We also compared the risk score with the StromalScore, ImmuneScore, and ESTIMATEScore. The StromalScore, ImmuneScore, and ESTIMATEScore were calculated based on the expressions of mRNAs. In the training set, the AUC values of the StromalScore, ImmuneScore, and ESTIMATEScore for predicting recurrence of liver cancer were 0.5581, 0.5599, and 0.5643, respectively, and 0.5923, 0.5942 and 0.5948 in the validation set, respectively (Supplementary Figure S5A–F). This indicated that the risk score proposed in our study had better performance in predicting the recurrence of liver cancer compared to StromalScore, ImmuneScore, and ESTIMATEScore.

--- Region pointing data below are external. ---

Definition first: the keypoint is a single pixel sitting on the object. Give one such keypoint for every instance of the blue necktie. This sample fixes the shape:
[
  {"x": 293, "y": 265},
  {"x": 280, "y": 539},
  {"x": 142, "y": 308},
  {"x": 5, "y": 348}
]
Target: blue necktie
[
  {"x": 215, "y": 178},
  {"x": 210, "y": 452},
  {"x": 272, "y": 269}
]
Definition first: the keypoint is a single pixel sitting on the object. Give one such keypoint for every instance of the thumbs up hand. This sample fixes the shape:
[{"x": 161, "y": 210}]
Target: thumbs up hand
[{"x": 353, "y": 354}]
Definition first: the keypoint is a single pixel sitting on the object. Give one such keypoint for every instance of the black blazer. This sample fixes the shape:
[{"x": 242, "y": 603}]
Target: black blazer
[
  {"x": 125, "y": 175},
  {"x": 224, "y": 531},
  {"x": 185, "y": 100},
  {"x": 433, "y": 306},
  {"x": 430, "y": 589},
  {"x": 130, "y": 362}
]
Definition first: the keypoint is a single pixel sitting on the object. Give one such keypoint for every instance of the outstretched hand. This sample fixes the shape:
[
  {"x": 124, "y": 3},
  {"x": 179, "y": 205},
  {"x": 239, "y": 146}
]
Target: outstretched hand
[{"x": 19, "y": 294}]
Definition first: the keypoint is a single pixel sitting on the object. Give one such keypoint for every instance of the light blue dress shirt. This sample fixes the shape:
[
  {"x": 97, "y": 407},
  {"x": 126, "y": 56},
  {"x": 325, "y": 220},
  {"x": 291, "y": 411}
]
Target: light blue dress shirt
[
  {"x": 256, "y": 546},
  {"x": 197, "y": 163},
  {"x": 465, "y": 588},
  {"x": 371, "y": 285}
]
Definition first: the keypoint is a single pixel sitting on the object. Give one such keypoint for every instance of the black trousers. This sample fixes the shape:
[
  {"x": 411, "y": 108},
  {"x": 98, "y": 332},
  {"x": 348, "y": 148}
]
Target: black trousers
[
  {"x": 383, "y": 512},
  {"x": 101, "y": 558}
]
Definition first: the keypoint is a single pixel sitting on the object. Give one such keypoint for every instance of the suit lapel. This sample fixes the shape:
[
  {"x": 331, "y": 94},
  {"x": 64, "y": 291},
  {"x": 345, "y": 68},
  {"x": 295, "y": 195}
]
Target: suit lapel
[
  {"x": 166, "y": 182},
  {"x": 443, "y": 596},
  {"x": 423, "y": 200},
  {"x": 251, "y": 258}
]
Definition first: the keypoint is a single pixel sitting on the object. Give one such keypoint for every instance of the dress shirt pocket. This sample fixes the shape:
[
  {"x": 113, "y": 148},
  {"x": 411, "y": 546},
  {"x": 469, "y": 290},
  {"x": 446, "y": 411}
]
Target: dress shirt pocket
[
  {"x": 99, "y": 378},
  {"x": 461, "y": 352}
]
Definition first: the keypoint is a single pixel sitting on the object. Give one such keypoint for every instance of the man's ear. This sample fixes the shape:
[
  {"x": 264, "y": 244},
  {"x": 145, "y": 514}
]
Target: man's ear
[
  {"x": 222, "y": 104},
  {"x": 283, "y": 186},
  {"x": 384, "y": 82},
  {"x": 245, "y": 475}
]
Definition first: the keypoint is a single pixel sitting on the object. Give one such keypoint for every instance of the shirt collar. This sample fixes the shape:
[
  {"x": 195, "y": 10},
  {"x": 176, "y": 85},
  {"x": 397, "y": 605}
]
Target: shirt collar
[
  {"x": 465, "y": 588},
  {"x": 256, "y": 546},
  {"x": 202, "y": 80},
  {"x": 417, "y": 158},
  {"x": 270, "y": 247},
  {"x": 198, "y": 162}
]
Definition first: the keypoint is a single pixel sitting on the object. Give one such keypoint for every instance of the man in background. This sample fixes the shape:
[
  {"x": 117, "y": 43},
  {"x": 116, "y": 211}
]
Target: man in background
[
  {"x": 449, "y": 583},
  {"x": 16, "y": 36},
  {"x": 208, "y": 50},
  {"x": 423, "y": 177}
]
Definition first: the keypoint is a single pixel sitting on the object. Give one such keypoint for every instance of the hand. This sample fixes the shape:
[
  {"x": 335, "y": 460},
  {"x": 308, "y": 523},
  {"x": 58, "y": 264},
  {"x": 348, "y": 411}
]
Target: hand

Correlation Between Risk Score and Immune Cells

The previous analysis results showed that the recurrence of liver cancer after surgery was significantly associated with the expression of immune cells. Furthermore, to confirm the relationship between the risk of recurrence and immune infiltration, we performed correlation analysis between the recurrence risk score estimated using the previously established risk assessment model and immune cells. In the training cohort, B cell naive, B cell, T cell CD4⁺ memory resting, and T cell CD4⁺ expression levels were significantly negatively correlated with the risk score (Figures 6A–D). The negative association between these immune cells and the risk score was also verified in the validation cohort (Figures 6E–H). The results demonstrated the validity of the risk score predicted by the 18-mRNA model and further confirmed the negative association between these four immune cells and postoperative recurrence of liver cancer.

FIGURE 6

FIGURE 6. Correlation between risk scores and immune cells.Correlation between risk score and (A) B cell naive (B) B cell (C) T cell CD4⁺ memory resting (D) T cell CD4⁺ in the training data. Correlation between risk score and (E) B cell naive (F) B cell (G) T cell CD4⁺ memory resting (H) T cell CD4⁺ in the validation data. For convenience of display, the risk score is subtracted from the median and magnified 10 times to obtain the modified risk score. *p < 0.05, **p < 0.01 and ***p < 0.001.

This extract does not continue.